口腔乾燥・唾液分泌低下のある患者の補綴治療転帰:スコーピングレビュー
押さえるべきポイント
33研究を統合し、補綴の種類ごとに異なる転帰を整理。
インプラント生存と、生物学的・機能的成功は区別が必要。
固定性修復の失敗リスクの知見は単一の後ろ向き研究に限られる。
研究を読み解く
原文抄録に基づく日本語要約。全文翻訳ではありません。
18歳以上の口腔乾燥・唾液分泌低下と補綴治療転帰を扱う33研究を、記述的に統合したスコーピングレビューである。インプラント生存率は概して高かったが、放射線による唾液分泌低下例では、部位の線量や乾燥重症度と失敗の関連を示す観察研究があった。可撤性義歯では満足度や機能の低下と一貫した関連があり、唾液分泌低下例で義歯安定剤による維持改善が報告された。固定性修復の失敗リスクの知見は単一の後ろ向きコホートに限られた。主観的乾燥は測定唾液流量より口腔関連QOLと強く関連した。根拠は短・中期の観察が中心で、生物学的・機能的な総合的成功の評価は不足している。
診療との接点を考える
編集上の考察。

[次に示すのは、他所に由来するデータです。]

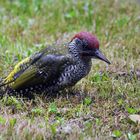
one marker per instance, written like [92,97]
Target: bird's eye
[79,42]
[85,43]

個別の治療指示ではありません。
編集考察:補綴の種類や乾燥の背景によって転帰の根拠が異なる。インプラントの生存率を、機能・満足度を含む総合的成功や長期の安全性と同一視することはできない。
限界と注意点
- 編集考察:短・中期の観察が中心で、乾燥の原因や補綴方法ごとの長期比較を確定できない。
AIによる執筆と別工程の原文照合。歯科医師未監修。初版:2026-09-15、更新:2026-09-15。照合日:2026-09-15
原文・出典
Dental prosthetic treatment outcomes in patients with xerostomia and hyposalivation: A scoping review.
Mukaibo T, Kondo Y, Munemasa T, Nodai T, Takahashi M, Muranaka T, Hosokawa R, Masaki C.